Donald Trump

Sherwood's Notebook: The Power(ball) of Hope

Well, Powerball fever should peak about the time you’re reading this.

The jackpot exceeded $1.3 billion at the start of the week.

Did you win on Wednesday? Probably not.

Your chance of winning for each ticket played was 292 million-to-1.

We repeat. The odds were 292 million-to-1. Don’t feel bad.

Even after Saturday’s inconclusive drawing for the big prize, people weren’t impressed with reports that some players had won $1 million and many others had won $50,000.

No, players who lose don’t waste time on smaller-prize winners, even if it is a million dollars. If you don’t win the big one, you’re a loser.

And even as people lusted — yes, lusted — after the outsized jackpot, people also were ignoring the $160 million jackpot in the weak sister Mega Millions game. The Notebook bets you didn’t even buy a ticket for that contest. Its odds of winning the top prize were only 252 million-to-1.

Why this outsized belief that we can win an outsized prize?

It’s fun to fantasize, pure and simple, and reality doesn’t have to intervene.

In a 2013 article, Associated Press reporter Sharon Cohen was blunt.

“The incredibly remote odds don’t really sink in for people,” she reported, quoting George Loewenstein, a professor of economics and psychology at Carnegie Mellon University.

Loewenstein has researched the motives underlying lottery ticket purchases.

“People don’t really understand probabilities at all,” he said in the 2013 report. “Once you have a bunch of zeroes, it doesn’t matter how many you have — one in 10,000, one in a million or one in a billion. ... People do understand the meaning of the word ‘largest.’ They overact to one dimension and underreact to the other.”

And Loewenstein said people also cling to a more romantic notion: Amazing things happen to others, so why not to me?

■ Speaking of long odds! The lottery fever fades with the reality of losing. So we turn to the equally long-shot chances of the Republican Party in the District.
There’s little hope any Republican will win this city’s three electoral votes. But, if you are so inclined, you could compete to be a D.C. delegate to the July 18 National Republican Convention in Cleveland.

It’s not a waste of time.

D.C. Republicans will pick 16 voting delegates and 16 alternates for the convention. That’s more delegates than Delaware or Vermont. It’s the same as Rhode Island and Hawaii.

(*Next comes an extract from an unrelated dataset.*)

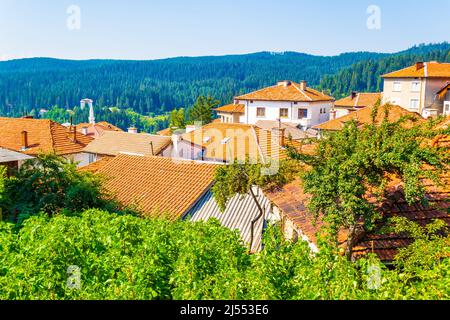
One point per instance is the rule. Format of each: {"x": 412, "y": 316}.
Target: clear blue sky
{"x": 149, "y": 29}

The city Republicans will pick delegates at a March 12 convention, where members will also select their preferred presidential candidate. The hotel site hasn’t yet been chosen. If you’re a registered Republican here, you have to collect only 25 signatures or pay $50 to become a delegate candidate. Currently, there are 60 people signed up to run for a delegate slot. The deadline to sign up is Feb. 12 at 5 p.m.

Local party official Patrick Mara says the city’s delegate total is nothing to sneeze at.
Given the potentially close national GOP convention, Mara told us, “We haven’t mattered as much since Frederick Douglass was alive and a delegate.”

And the District is not winner-take-all. The 16 votes will be proportioned among the candidates.

Plus, there are three more voting delegates — one each for the local party chairman and the national committeeman and committeewoman. But those three must vote for the winner of the local convention.

There are 10 candidates who qualified to be considered at the city Republican convention. Rand Paul was the last. Based on nominating signatures, each candidate must pay $7,500 or up to $15,000 to be considered at the convention. That’s cheap compared to other jurisdictions. In South Carolina, you pay $40,000. It’s how the various parties pay their expenses.

Obviously some candidates may drop out, but those qualified for the D.C. convention right now are Paul, Ben Carson, Ted Cruz, Donald Trump, John Kasich, Carly Fiorina, Chris Christie, Jeb Bush, Marco Rubio and Rick Santorum. (The deadline to become a candidate was Jan. 4.)

If you have questions about becoming a delegate or helping the party’s convention, contact Patrick.Mara@dcgop.com.

■ 92 percent! What were the odds? Your Notebook wishes he could have written his own report cards in school. We’re certain that the grades and the comments would have been a lot more favorable that they actually were.

We bring this up because Mayor Muriel Bowser has issued a first-year report card on her administration. In a 44-page report, the mayor gives herself a grade of 92 percent on doing what she said she’d do in the first year.

“The mayor has either delivered, launched or prepared to launch 92% of the promises she committed to during the 2014/2015 Mayoral transition,” her office reported on Monday. “We laid the groundwork … for future growth and prosperity.”

In light of all of this, we give the Notebook a grade of 92 percent for knowing to stop here.


Tom Sherwood, a Southwest resident, is a political reporter for News 4.